Announcing: The Analytics Development Lifecycle (ADLC)
The full 25-page whitepaper launched earlier this week
The Analytics Development Lifecycle.
Full white paper here. (Soon to be packaged up as a downloadable PDF, but I didn’t want to wait for that to get this into your hands.)
===
I’ve teased the work I’m doing on the ADLC over the last few issues of this newsletter. The white paper has been a major lift for me over the past ~3 months and is really the product of ~8 years of being on the journey of bringing software engineering best practices into analytics.
The final result is somewhat long (25 pages in PDF form!) but simultaneously concise given how much it covers. I highly recommend skimming the entire thing, and then saving it as a resource to return to on an ongoing basis.
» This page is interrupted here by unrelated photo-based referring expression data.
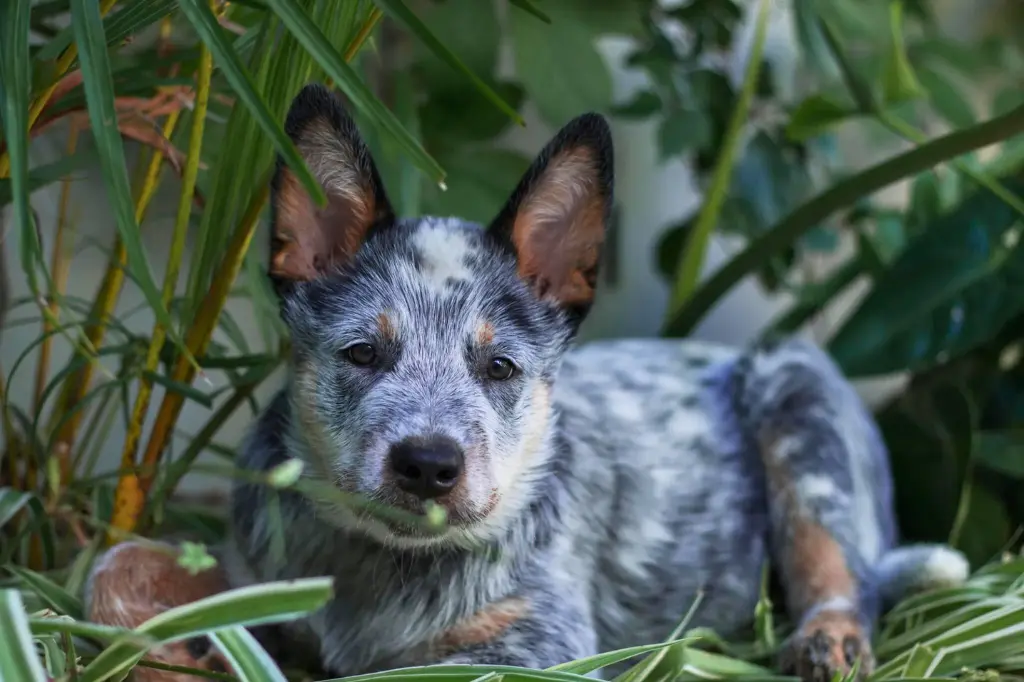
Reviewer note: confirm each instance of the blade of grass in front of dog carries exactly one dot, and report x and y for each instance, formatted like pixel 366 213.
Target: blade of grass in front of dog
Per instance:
pixel 50 592
pixel 315 43
pixel 642 670
pixel 444 673
pixel 591 664
pixel 249 661
pixel 18 662
pixel 98 86
pixel 271 602
pixel 398 10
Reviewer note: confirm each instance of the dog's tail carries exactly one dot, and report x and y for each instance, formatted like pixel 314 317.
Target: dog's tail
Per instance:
pixel 911 568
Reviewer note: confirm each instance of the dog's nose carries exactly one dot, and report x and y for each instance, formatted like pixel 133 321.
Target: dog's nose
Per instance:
pixel 426 467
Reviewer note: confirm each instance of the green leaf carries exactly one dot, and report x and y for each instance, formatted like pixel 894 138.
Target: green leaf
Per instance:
pixel 11 502
pixel 644 104
pixel 50 592
pixel 816 115
pixel 558 64
pixel 313 40
pixel 480 182
pixel 690 264
pixel 399 11
pixel 899 83
pixel 680 131
pixel 46 174
pixel 842 195
pixel 249 661
pixel 245 606
pixel 470 30
pixel 1000 451
pixel 946 98
pixel 597 662
pixel 206 25
pixel 952 289
pixel 18 662
pixel 103 119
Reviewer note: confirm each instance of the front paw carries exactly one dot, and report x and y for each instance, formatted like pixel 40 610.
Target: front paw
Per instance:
pixel 826 643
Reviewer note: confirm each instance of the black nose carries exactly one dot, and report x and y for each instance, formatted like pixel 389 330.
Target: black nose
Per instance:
pixel 426 467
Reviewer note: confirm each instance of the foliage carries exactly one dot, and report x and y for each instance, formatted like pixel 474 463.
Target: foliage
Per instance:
pixel 201 88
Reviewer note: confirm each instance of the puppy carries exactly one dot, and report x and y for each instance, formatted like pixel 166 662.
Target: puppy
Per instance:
pixel 590 495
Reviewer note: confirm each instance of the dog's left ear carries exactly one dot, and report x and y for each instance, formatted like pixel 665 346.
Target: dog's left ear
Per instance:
pixel 556 218
pixel 307 242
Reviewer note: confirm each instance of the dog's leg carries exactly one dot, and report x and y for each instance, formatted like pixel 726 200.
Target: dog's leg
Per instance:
pixel 829 501
pixel 543 629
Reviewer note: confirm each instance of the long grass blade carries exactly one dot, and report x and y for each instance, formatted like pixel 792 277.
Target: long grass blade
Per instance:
pixel 18 662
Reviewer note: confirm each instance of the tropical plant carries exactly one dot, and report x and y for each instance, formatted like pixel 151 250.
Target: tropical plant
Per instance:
pixel 200 89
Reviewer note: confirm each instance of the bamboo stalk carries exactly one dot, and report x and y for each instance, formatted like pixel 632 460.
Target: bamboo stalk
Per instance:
pixel 128 502
pixel 107 298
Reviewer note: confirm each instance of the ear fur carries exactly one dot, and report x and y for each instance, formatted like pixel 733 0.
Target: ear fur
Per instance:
pixel 308 241
pixel 556 219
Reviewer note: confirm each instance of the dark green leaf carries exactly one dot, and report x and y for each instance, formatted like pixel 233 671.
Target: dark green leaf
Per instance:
pixel 946 97
pixel 816 115
pixel 398 10
pixel 951 290
pixel 1000 451
pixel 680 131
pixel 313 40
pixel 480 182
pixel 206 25
pixel 48 173
pixel 559 65
pixel 470 30
pixel 644 104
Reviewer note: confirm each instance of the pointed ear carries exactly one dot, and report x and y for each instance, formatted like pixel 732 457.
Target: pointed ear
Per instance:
pixel 308 241
pixel 555 220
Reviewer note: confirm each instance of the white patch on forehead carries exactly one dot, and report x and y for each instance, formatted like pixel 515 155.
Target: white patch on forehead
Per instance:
pixel 443 253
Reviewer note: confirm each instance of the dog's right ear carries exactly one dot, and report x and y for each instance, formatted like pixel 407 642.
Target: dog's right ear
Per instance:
pixel 308 241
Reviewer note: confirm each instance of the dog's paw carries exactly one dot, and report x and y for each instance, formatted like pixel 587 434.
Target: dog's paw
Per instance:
pixel 828 642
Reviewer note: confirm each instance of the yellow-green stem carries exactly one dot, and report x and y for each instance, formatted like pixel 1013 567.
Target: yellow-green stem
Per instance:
pixel 688 272
pixel 127 502
pixel 107 298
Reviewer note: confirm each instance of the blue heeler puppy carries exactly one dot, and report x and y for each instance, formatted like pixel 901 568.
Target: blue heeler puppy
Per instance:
pixel 591 494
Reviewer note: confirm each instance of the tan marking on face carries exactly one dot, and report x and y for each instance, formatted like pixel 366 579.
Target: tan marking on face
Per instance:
pixel 485 626
pixel 484 333
pixel 562 259
pixel 386 326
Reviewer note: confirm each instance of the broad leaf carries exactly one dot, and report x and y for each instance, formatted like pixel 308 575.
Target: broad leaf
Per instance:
pixel 953 288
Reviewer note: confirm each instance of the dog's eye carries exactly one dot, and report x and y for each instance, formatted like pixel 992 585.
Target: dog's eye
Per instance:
pixel 500 369
pixel 361 353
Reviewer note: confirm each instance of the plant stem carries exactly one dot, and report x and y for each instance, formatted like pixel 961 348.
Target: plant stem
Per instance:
pixel 110 290
pixel 813 212
pixel 127 501
pixel 688 271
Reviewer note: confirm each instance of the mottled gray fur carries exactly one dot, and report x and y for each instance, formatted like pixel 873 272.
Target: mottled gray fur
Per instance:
pixel 603 486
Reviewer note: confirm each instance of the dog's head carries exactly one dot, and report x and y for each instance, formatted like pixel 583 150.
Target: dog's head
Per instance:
pixel 425 348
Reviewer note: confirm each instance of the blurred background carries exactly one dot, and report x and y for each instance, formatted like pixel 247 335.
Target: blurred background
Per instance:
pixel 908 270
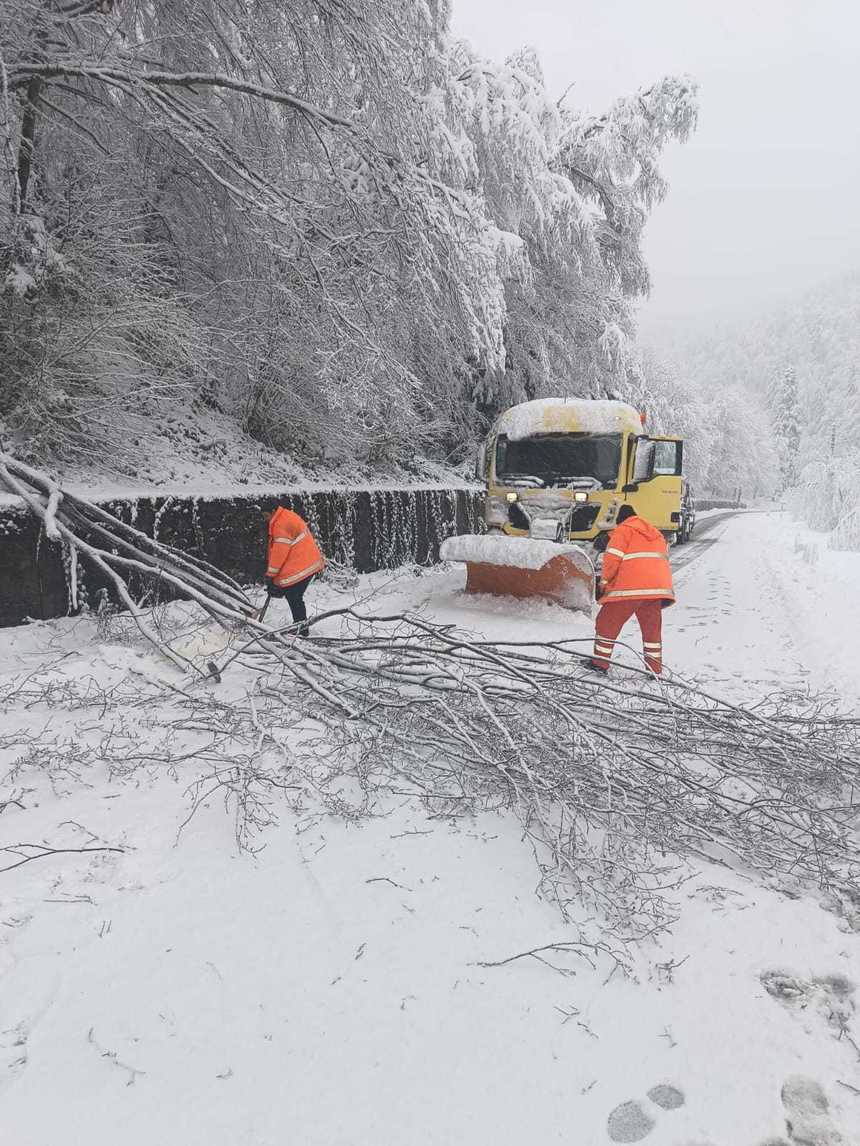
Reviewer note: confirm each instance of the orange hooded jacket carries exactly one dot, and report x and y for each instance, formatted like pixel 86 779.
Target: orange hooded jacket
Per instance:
pixel 635 564
pixel 292 552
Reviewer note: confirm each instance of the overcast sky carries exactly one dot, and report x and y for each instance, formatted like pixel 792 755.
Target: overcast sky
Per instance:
pixel 764 199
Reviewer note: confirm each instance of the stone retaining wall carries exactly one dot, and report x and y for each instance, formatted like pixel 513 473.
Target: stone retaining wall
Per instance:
pixel 365 530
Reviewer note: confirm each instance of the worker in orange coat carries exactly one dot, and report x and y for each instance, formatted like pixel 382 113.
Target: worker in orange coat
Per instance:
pixel 635 581
pixel 294 559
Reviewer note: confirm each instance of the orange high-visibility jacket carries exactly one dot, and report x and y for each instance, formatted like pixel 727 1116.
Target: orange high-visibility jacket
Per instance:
pixel 635 564
pixel 292 552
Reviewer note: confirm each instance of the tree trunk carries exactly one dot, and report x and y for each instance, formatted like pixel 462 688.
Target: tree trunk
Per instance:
pixel 28 140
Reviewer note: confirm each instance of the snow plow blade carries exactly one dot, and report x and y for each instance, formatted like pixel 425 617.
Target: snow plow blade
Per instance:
pixel 524 567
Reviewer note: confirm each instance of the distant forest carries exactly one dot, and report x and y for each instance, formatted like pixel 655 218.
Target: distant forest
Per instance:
pixel 336 232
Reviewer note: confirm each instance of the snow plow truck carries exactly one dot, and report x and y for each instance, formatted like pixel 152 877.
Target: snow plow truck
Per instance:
pixel 556 472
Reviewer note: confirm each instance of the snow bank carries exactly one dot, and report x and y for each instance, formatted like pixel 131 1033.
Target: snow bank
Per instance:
pixel 573 415
pixel 516 552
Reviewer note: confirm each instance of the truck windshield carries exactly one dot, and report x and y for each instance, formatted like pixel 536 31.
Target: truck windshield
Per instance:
pixel 556 458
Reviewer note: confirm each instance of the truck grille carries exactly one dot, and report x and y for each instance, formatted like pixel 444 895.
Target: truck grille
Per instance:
pixel 579 519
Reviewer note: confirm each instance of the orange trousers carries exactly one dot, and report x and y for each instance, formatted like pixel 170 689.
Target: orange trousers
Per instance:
pixel 611 619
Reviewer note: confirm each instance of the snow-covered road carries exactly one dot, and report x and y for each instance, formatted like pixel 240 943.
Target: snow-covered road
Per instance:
pixel 329 990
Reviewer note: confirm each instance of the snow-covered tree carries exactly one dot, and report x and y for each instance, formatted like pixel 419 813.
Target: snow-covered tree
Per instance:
pixel 331 222
pixel 786 413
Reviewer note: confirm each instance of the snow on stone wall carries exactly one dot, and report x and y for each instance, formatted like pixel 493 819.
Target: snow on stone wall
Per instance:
pixel 362 530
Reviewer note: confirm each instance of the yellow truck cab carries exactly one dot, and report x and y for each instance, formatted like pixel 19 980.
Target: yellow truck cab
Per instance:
pixel 561 469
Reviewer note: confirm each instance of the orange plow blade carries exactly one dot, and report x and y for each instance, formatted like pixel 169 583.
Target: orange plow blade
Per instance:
pixel 524 567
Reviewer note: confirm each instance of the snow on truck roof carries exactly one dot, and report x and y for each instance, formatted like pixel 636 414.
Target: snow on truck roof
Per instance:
pixel 568 415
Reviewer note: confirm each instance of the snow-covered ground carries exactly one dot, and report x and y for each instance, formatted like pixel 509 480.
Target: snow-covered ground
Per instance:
pixel 328 991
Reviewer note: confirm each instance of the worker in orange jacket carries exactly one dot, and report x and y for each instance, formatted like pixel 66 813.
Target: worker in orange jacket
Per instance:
pixel 294 559
pixel 636 580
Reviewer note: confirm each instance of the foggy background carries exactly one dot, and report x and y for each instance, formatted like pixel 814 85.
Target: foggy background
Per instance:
pixel 763 198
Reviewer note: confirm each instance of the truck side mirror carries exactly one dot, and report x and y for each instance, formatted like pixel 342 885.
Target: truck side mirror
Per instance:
pixel 481 463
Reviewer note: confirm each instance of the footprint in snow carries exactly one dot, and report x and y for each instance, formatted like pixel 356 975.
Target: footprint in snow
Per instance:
pixel 807 1115
pixel 632 1121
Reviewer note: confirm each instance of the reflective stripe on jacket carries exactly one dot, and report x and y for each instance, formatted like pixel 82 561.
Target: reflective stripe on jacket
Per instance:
pixel 635 564
pixel 292 552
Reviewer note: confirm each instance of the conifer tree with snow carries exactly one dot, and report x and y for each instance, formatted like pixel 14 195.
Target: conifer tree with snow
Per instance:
pixel 786 414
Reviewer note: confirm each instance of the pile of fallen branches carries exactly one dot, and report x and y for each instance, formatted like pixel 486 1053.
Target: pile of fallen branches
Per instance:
pixel 614 780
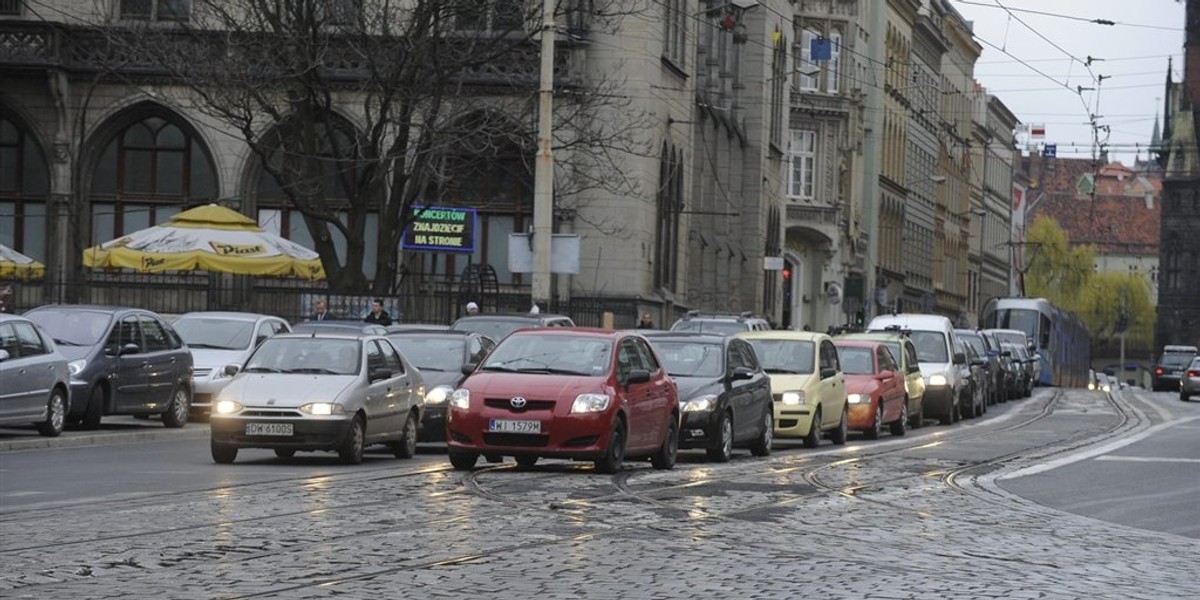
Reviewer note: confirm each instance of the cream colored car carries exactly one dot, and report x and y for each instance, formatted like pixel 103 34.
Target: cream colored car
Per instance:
pixel 807 383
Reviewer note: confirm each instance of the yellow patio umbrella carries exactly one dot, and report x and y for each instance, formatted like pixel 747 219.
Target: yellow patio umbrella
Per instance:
pixel 208 239
pixel 15 265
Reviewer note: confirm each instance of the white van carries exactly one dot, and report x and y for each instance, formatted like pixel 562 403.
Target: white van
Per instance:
pixel 937 357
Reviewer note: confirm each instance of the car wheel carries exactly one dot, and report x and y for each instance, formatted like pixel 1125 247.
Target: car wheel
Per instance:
pixel 462 461
pixel 664 459
pixel 55 415
pixel 900 426
pixel 613 455
pixel 876 425
pixel 723 447
pixel 839 436
pixel 761 445
pixel 223 454
pixel 814 438
pixel 407 445
pixel 351 450
pixel 178 409
pixel 95 408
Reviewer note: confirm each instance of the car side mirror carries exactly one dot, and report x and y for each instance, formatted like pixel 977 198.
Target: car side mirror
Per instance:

Mostly what I want to do with this newsletter is simply to share the link; that’s more than enough reading for your Sunday morning :) But I figured I’d also answer two other questions:
Why write this now?
What are early responses like?
Why now?
I address this specifically in my intro:
…nearly a decade later, it is clear to me that the original post is in need of an update.
Why? First, we now have the collective experience of tens of thousands of companies applying these ideas. We can observe from dbt product instrumentation data that a large majority of companies that transition to the cloud adopt at least some elements of a mature analytics workflow—particularly related to data transformations. But what about the other layers of the analytics stack?
Here is what I mean:
At your company, do you believe that notebooks and dashboards are well-tested and have provable SLAs?
Do your ingestion pipelines have clear versioning? Do they have processes to roll back schema changes? Do they support multiple environments?
Can data consumers request support and declare incidents directly from within the analytical systems they interact with? Do you have on-call rotations? Do you have a well-defined incident management process?
The answer to these questions, for almost every company out there, is “no.”
The fact is that we—the entire data community—have not rolled out these ideas to all layers of the analytics stack, and this leads to bad outcomes: impaired trust in data, slow decision-making velocity, low quality decisions. We have pushed back this tide within the narrow domain of data transformation; it is time to apply these lessons more broadly across the entire analytics workflow.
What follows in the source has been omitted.